Una sociedad cimenta su convivencia, gobernabilidad y expectativas de desarrollo social y económico en su buena reputación como ente colectivo y en la probidad de su liderazgo político, académico y corporativo. Una percepción contraria es incompatible con tareas y afanes de progreso y de justicia social.
Al amparo de esa premisa, provoca preocupación el derrotero que ha tomado la incipiente campaña electoral, en que la mayoría de los contendientes parecen dispuestos literalmente a no dejar piedra sobre piedra con tal de lograr sus objetivos de alcanzar o retener instrumentos de poder político.
La contienda comicial se desliza por una pendiente de irracionalidad impropia de una nación que ya ha recorrido sin parar un trecho de más de cincuenta años en procura de consolidar su todavía débil espacio democrático.

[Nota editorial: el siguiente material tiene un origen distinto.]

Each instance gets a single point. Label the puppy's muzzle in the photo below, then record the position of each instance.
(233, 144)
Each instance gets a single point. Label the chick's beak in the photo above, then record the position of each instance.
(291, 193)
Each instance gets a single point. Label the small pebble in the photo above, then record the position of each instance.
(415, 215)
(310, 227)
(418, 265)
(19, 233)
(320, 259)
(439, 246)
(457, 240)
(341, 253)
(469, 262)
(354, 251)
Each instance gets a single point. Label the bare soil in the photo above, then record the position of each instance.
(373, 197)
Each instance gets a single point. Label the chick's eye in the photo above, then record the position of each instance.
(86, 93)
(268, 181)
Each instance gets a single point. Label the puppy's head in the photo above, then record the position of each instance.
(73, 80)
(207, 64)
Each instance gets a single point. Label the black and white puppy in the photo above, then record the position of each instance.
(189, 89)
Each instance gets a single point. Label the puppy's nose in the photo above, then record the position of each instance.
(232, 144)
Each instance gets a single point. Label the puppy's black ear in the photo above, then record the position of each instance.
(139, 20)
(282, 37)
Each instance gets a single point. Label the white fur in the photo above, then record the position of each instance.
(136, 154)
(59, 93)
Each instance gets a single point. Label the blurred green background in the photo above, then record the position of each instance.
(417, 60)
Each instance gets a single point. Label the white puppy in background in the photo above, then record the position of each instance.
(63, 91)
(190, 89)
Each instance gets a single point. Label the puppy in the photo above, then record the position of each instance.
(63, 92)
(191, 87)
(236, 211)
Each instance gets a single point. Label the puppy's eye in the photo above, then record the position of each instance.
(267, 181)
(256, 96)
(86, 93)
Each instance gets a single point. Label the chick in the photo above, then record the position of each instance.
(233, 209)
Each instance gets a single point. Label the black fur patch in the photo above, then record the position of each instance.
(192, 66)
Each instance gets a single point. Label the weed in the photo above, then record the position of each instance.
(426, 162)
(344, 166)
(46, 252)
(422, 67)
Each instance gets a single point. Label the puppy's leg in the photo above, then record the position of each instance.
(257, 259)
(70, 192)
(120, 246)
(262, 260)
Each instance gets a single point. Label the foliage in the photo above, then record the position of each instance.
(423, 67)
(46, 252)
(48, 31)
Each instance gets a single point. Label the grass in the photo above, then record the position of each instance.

Las redes sociales han sido escogidas como el escenario ideal para recrear el Coliseo Romano con diarias lapidaciones morales o asesinatos civiles de reputaciones, decretadas por mentados “cuartos de guerra política”, que no paran mientes en los daños colaterales que infringen.
Los tribunales de justicia han sido reemplazados por tribunas mediáticas que condenan a cualquier ciudadano previamente despojado de su derecho a la presunción de la inocencia y a un juicio oral público y contradictorio, como si cada ejército electoral tuviera su propio cadalso.
Si los partidos políticos se adentran en ese escenario selvático, las instituciones políticas, jurídicas, sociales y corporativas estarían a merced de las fieras, cuya naturaleza les obliga a destrozar con sus garras de irracionalidad todo lo que esté a su alcance.
Gobierno y oposición deberían entender que es su responsabilidad sostener la bien ganada reputación de República Dominicana como un país civilizado que representa el mejor destino para la inversión y el turismo, cuyos gobernantes y súbditos aprecian y defienden su espacio democrático y clima de libertades públicas.
De nuevo se reclama de partidos, políticos y funcionarios elevar el debate electoral, respetar las instituciones que sirven de sostén al orden democrático, sin pretender reemplazar a los jueces y fiscales, ni improvisar centros de lapidaciones morales. Que unos y otros se comprometan a una pelea limpia.